More women are entering the workforce across Latin America, with an increase in 11 per cent in the last 30 years, putting the region ahead of the curve when it comes to growth in female labour force participation, according to new data published by the United Nations on Monday.
The research gathered jointly by the UN’s Economic Commission for Latin American and the Caribbean (ECLAC) and the International Labour Organization, (ILO), spotslights array of factors influencing women’s labour participation in the region, while highlighting the social and economic benefits of women in the workforce.
Women’s access to paid opportunities, and the narrowing of gender gaps are “crucial for growth, equality and poverty reduction in the region,” the authors highlight in the new study.
Despite a closing disparity between the number of working men versus women, the new figures demonstrate that the gap between women’s labour participation versus that of men still amounts to more than 25 per cent on average.
Further, a deeper dive into pay scale shows that for each hour worked, women’s earnings are on average 17 per cent below those of men, of the same age and education and economic status.
Large differences also exist among countries in the region when it comes to pace of growth, and the levels of female participation achieved, with figures lagging significantly in developing countries.
In 2018 overall, over half of all women (aged 15 or over) in 18 countries in the region were working, with Peru taking the lead at 68.7 per cent, followed by Bolivia with 63 per cent, and among the lowest, Costa Rica at 45.1 per cent, and 43. 5 per cent in Mexico.
One of the main factors underpinning a growing working women population is higher education-the study demonstrates a positive correlation between number of school years completed, with rates of labour participation.
In Peru, for example, 90 per cent of women with advanced education (which in this case refers to schooling beyond high-school level), were working, and 80 per cent in Venezuela, with similar correlations in neighboring countries.
The gaps can be attributed to an array of circumstances; from national economic status, to social and cultural expectations, the authors note, and it is “crucial” to take into account that the decision to work, in turn, has an impact on other facets of life.
Greater work opportunities do not necessarily imply greater participation or, better quality of life, the study indicates. The amount of unpaid work to be done within the household, along with working for economic earnings, can double a women’s workload if unpaid duties are not balanced.
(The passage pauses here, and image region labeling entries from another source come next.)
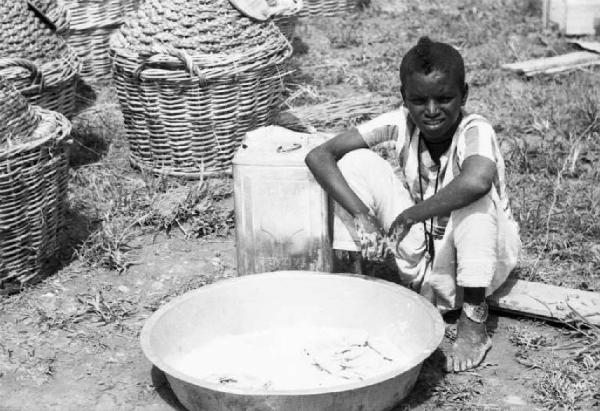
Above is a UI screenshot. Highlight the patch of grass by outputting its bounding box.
[509,320,600,410]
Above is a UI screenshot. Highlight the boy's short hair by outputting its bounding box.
[400,36,465,87]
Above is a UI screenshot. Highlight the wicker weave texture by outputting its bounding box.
[0,0,80,117]
[0,109,71,288]
[111,0,291,178]
[273,16,298,41]
[298,0,365,17]
[0,77,41,145]
[66,0,138,30]
[28,0,70,34]
[65,0,138,82]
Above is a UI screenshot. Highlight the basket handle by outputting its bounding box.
[133,45,206,82]
[0,57,44,90]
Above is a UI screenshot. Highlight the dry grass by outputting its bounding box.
[0,0,600,409]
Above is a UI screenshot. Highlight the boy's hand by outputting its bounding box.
[388,213,415,245]
[354,213,389,261]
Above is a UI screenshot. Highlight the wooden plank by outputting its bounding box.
[488,279,600,326]
[502,50,600,76]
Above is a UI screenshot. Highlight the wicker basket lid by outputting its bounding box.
[111,0,291,77]
[0,77,41,149]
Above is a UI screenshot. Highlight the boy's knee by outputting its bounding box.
[337,148,393,175]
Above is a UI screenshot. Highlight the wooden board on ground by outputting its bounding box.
[489,279,600,326]
[502,51,600,77]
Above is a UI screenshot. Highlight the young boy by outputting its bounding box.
[306,37,521,372]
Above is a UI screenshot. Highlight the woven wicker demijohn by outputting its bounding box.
[0,0,79,117]
[111,0,291,178]
[0,77,71,294]
[62,0,138,83]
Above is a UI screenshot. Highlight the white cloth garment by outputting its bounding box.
[333,109,521,311]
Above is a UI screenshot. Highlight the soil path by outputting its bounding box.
[0,233,556,411]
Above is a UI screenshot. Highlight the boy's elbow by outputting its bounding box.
[304,146,325,169]
[469,178,493,198]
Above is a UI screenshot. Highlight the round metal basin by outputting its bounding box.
[140,271,444,411]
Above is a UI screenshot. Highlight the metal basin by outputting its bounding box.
[140,271,444,411]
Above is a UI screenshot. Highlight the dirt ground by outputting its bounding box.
[0,0,600,411]
[0,235,572,411]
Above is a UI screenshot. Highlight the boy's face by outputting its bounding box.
[402,71,468,143]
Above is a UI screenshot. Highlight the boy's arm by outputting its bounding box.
[389,155,496,239]
[305,128,369,218]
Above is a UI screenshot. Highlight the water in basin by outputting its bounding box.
[169,327,416,390]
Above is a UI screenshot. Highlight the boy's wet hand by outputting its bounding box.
[355,214,389,261]
[388,214,414,244]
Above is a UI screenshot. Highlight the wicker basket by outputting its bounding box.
[0,0,80,117]
[111,0,291,178]
[0,80,71,292]
[65,0,138,82]
[298,0,365,17]
[27,0,70,35]
[273,16,298,41]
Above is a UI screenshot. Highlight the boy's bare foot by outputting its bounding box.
[444,312,492,372]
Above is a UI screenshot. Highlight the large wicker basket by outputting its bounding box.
[111,0,291,178]
[27,0,70,35]
[65,0,138,82]
[0,0,80,117]
[0,80,71,294]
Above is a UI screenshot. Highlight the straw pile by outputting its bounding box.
[65,0,138,83]
[111,0,291,178]
[0,78,71,293]
[0,0,79,117]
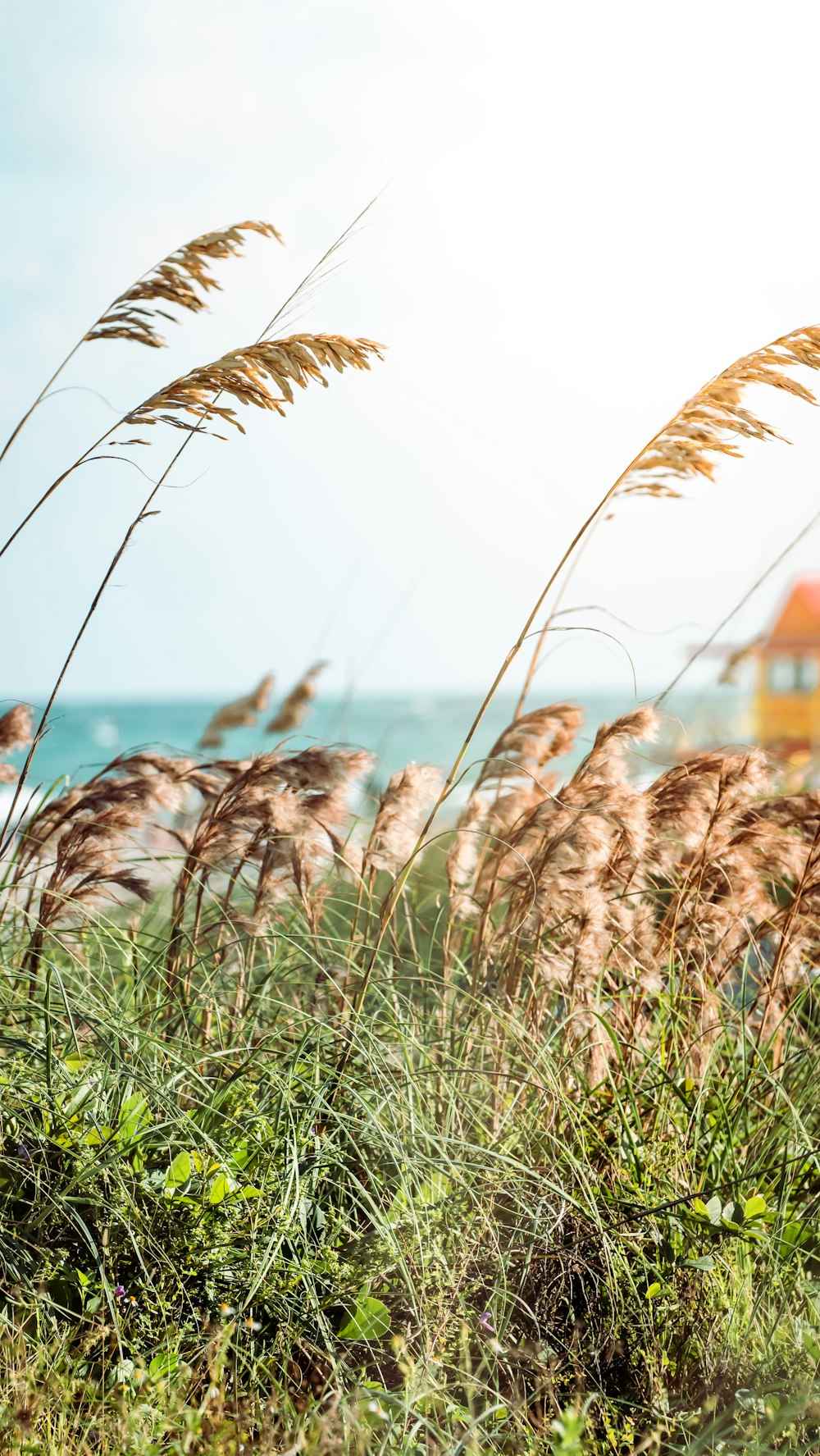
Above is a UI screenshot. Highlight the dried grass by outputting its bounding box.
[265,663,328,734]
[124,333,383,434]
[86,223,281,349]
[199,673,274,748]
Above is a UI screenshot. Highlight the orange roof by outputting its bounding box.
[766,577,820,648]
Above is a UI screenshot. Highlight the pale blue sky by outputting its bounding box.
[0,0,820,697]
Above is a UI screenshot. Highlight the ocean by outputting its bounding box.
[4,689,749,789]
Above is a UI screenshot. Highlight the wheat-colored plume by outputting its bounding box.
[0,703,34,783]
[265,663,328,733]
[125,333,383,434]
[364,763,441,875]
[612,326,820,495]
[86,223,281,348]
[199,674,274,748]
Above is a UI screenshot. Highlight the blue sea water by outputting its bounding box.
[6,690,747,789]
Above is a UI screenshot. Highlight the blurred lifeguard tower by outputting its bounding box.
[754,577,820,763]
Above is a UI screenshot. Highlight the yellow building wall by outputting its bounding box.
[754,650,820,750]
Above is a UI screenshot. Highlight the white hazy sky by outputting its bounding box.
[0,0,820,697]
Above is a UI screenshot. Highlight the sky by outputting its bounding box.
[0,0,820,701]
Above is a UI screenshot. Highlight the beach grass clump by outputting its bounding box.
[0,208,820,1456]
[0,705,820,1452]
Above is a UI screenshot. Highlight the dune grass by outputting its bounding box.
[0,208,820,1456]
[0,877,820,1453]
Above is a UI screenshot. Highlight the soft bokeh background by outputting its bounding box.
[0,0,820,710]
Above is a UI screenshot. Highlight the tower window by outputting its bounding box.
[768,655,817,693]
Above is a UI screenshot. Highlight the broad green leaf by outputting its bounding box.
[165,1153,192,1198]
[148,1351,179,1381]
[116,1092,152,1143]
[208,1174,239,1203]
[339,1291,390,1340]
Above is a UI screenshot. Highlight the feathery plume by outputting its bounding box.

Broadening women’s participation in the labour market, therefore, “necessitates major changes in society.”
Technology, equal access to education, declining fertility rates, and greater levels of average income have levied the time needed to carry out domestic tasks, which have collectively contributed to greater numbers of working women in the region, Alicia Bárcena, ECLAC’s Executive Secretary, and Juan Felipe Hunt, the ILO’s Acting Regional Director for Latin America and the Caribbean stated in the document’s foreward.
“Progress has also been achieved in terms of political rights and social norms. However, some areas that could limit the growth of labor participation are still lagging, “ she said, “these include gender gaps regarding expected educational achievement and cultural aspects that promote women’s reproductive and caregiving role.”
Greater participation of women in the workforce pursues gender equity goals, as established in the UN’s Sustainable Development target (SDG5), highlights that gender equality is not only a human right, but a prerequisite to achieving a peaceful and sustainable world, the report highlighted.